Title: Recovering a hidden Hamiltonian cycle via linear programming
Authors: Yihong Wu - Yale University (United States) [presenting]
Abstract: The problem of hidden Hamiltonian cycle recovery is introduced, where there is an unknown Hamiltonian cycle in an $n$-vertex complete graph that needs to be inferred from noisy edge measurements. The measurements are independent and distributed according to $P_n$ for edges in the cycle and $Q_n$ otherwise. This formulation is motivated by a problem in genome assembly, where the goal is to order a set of contigs (genome subsequences) according to their positions on the genome using long-range linking measurements.

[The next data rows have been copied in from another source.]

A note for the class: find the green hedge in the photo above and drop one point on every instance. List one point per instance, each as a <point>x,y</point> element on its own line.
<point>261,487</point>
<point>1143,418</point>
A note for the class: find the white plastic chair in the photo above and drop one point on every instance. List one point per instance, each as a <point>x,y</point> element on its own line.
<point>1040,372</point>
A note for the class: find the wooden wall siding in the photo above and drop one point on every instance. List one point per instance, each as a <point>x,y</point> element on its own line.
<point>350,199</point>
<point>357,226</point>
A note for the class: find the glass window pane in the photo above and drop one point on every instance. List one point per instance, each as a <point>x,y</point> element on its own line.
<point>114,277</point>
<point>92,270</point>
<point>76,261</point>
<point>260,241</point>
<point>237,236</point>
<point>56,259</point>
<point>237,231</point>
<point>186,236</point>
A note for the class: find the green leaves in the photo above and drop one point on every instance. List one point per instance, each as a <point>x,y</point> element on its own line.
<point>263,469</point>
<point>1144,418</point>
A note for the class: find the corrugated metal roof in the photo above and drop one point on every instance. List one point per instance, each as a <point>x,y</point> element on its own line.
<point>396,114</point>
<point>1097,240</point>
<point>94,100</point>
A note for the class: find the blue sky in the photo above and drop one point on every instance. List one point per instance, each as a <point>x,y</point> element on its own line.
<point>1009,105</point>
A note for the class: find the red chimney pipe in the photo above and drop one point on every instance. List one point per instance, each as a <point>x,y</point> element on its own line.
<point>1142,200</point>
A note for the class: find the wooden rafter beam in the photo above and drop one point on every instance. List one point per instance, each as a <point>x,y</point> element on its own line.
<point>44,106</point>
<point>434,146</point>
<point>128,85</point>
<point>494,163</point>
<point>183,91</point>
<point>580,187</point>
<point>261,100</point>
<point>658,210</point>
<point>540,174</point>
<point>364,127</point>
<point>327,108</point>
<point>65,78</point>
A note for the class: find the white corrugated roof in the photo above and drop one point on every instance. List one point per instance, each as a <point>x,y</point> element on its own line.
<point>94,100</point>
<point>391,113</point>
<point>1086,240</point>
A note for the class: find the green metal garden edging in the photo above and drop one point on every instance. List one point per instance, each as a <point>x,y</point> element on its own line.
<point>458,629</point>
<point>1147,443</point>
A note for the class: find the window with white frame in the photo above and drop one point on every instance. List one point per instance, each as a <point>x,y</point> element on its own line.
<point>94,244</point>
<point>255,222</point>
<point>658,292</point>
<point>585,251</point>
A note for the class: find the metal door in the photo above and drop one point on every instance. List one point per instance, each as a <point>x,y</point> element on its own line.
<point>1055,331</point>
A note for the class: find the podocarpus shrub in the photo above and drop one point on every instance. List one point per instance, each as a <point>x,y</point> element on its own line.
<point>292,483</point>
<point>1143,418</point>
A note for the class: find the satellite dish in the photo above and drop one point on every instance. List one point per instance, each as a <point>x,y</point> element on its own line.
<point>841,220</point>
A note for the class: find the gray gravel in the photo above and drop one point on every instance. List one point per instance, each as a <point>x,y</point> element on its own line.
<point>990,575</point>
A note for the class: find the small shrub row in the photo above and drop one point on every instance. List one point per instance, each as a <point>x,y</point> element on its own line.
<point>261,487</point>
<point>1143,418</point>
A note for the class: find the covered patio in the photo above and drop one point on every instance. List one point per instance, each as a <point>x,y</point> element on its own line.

Computing the maximum likelihood estimate in this model reduces to the Traveling Salesman Problem (TSP). Despite the NP-hardness of TSP, we show that a simple linear programming (LP) relaxation, namely the fractional $2$-factor (F2F) LP, recovers the hidden Hamiltonian cycle with high probability as $n \to \infty$ at the exact information-theoretic optimal threshold. Departing from the usual proof techniques based on dual witness construction, the analysis relies on the combinatorial characterization (in particular, the half-integrality) of the extreme points of the F2F polytope. Evaluation of the algorithm on real data shows improvements over existing approaches.